Environmental due diligence, known as EDD, is a process mandated for businesses involved with maintaining compliance with environmental regulations and sustainable practices in India. EDD services include business evaluations across various metrics that determine their impact on the environment, potential risks they pose, and liabilities.

Environmental due diligence is important because it helps organizations evaluate environmental risks, follow regulatory compliance, protect public health, and mitigate potential liabilities.

The EDD process involves various procedures, such as site visits, stakeholder interviews, data review, risk assessment for contaminants (such as soil, water, and air), and compliance with environmental regulations.

Environmental Due Diligence (EDD) offers various benefits, including regulatory compliance, risk management, and safeguarding human health and the environment. You can check the details here.

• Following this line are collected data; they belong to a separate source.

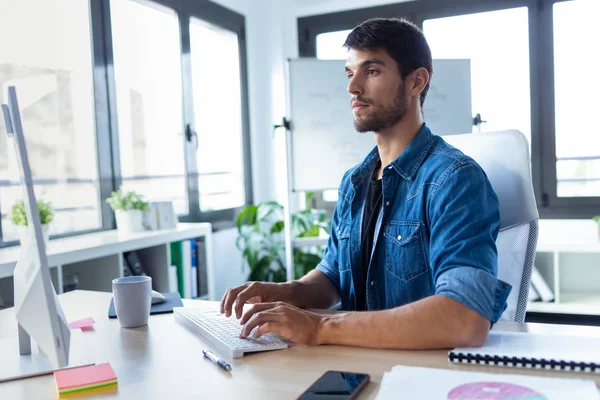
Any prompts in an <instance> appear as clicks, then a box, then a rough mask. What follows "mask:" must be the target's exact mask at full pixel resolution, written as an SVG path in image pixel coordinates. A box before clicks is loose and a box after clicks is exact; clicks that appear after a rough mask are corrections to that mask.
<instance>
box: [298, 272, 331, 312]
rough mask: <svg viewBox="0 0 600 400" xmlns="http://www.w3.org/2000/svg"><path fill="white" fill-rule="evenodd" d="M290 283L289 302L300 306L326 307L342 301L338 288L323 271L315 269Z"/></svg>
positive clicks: (324, 307) (301, 306) (312, 306)
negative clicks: (312, 270)
mask: <svg viewBox="0 0 600 400" xmlns="http://www.w3.org/2000/svg"><path fill="white" fill-rule="evenodd" d="M287 284H288V285H290V297H289V300H288V301H287V302H288V303H290V304H292V305H294V306H296V307H299V308H319V309H326V308H330V307H332V306H334V305H335V304H337V303H338V302H339V301H340V294H339V291H338V289H337V288H336V287H335V286H334V285H333V283H331V281H330V280H329V278H327V277H326V276H325V275H324V274H323V273H322V272H320V271H317V270H313V271H310V272H309V273H308V274H306V275H305V276H303V277H302V278H301V279H298V280H296V281H292V282H289V283H287Z"/></svg>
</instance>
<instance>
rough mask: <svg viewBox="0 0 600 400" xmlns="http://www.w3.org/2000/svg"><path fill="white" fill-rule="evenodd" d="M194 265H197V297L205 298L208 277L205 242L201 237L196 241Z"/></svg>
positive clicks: (203, 238)
mask: <svg viewBox="0 0 600 400" xmlns="http://www.w3.org/2000/svg"><path fill="white" fill-rule="evenodd" d="M196 263H197V265H198V267H197V268H198V297H205V296H208V275H207V260H206V241H205V238H203V237H200V238H197V239H196Z"/></svg>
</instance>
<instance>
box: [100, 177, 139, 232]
mask: <svg viewBox="0 0 600 400" xmlns="http://www.w3.org/2000/svg"><path fill="white" fill-rule="evenodd" d="M106 202H107V203H108V205H109V206H110V207H111V208H112V209H113V211H114V212H115V218H116V220H117V229H118V230H119V233H126V234H127V233H132V232H140V231H143V230H145V228H144V214H143V212H144V211H147V210H148V202H147V201H146V200H144V197H143V196H142V195H141V194H139V193H137V192H136V191H134V190H131V191H124V190H123V188H120V189H119V190H118V191H116V192H112V194H111V196H110V197H109V198H108V199H106Z"/></svg>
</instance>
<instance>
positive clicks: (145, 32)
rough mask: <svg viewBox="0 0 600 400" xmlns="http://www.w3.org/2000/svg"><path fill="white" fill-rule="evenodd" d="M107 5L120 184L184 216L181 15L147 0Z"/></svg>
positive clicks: (130, 0)
mask: <svg viewBox="0 0 600 400" xmlns="http://www.w3.org/2000/svg"><path fill="white" fill-rule="evenodd" d="M110 6H111V21H112V37H113V52H114V62H115V69H114V71H115V86H116V97H117V98H116V103H117V104H116V106H117V116H118V129H119V151H120V163H121V180H122V186H123V188H124V189H127V190H132V189H133V190H136V191H138V192H140V193H142V194H143V195H144V196H145V197H146V198H147V199H148V200H171V201H173V204H174V205H175V210H176V212H177V213H178V214H180V215H186V214H188V212H189V204H188V197H187V196H188V194H187V188H186V168H185V158H184V132H183V94H182V73H181V45H180V32H179V17H178V15H177V13H176V12H175V11H174V10H172V9H170V8H167V7H163V6H160V5H157V4H156V3H152V2H149V1H139V0H136V1H132V0H112V1H111V2H110ZM133 21H135V23H133Z"/></svg>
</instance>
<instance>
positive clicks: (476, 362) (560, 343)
mask: <svg viewBox="0 0 600 400" xmlns="http://www.w3.org/2000/svg"><path fill="white" fill-rule="evenodd" d="M448 359H449V360H450V361H451V362H456V363H466V364H488V365H498V366H504V367H521V368H536V369H556V370H563V371H579V372H591V373H597V374H600V338H597V337H589V336H557V335H539V334H533V333H522V332H494V331H492V332H490V334H489V337H488V340H487V342H486V344H485V345H484V346H483V347H480V348H456V349H454V350H451V351H450V352H449V353H448Z"/></svg>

Certain businesses in India are mandated to comply with Environmental due diligence, and these belong to the following industries:

  • Manufacturing Industries
  • Real Estate & Construction
  • Mining & Extractive Industries
  • Energy & Power Generation
  • Waste Management & Recycling
  • Transport & Logistics
  • Hospitality & Tourism

Once the EDD study, through a series of procedures, is complete, a detailed report will be prepared, which will summarize the findings of the study, including the risks and recommendations. Once this is done, mitigation measures or remedial actions are suggested.

The time taken to complete the end-to-end Environmental due diligence process is long as the method is complex and procedures are complicated. It depends on various factors. The process is completed over a series of three phases that include data collection, site visits, stakeholder interviews, risk assessment, sampling, lab analysis, and regulatory checks, among others. Owing to the complexity and length of the procedure, it takes anywhere between 30 days to six months to complete the EDD. However, depending on the complexity of the project, it may take longer than the usual time frame.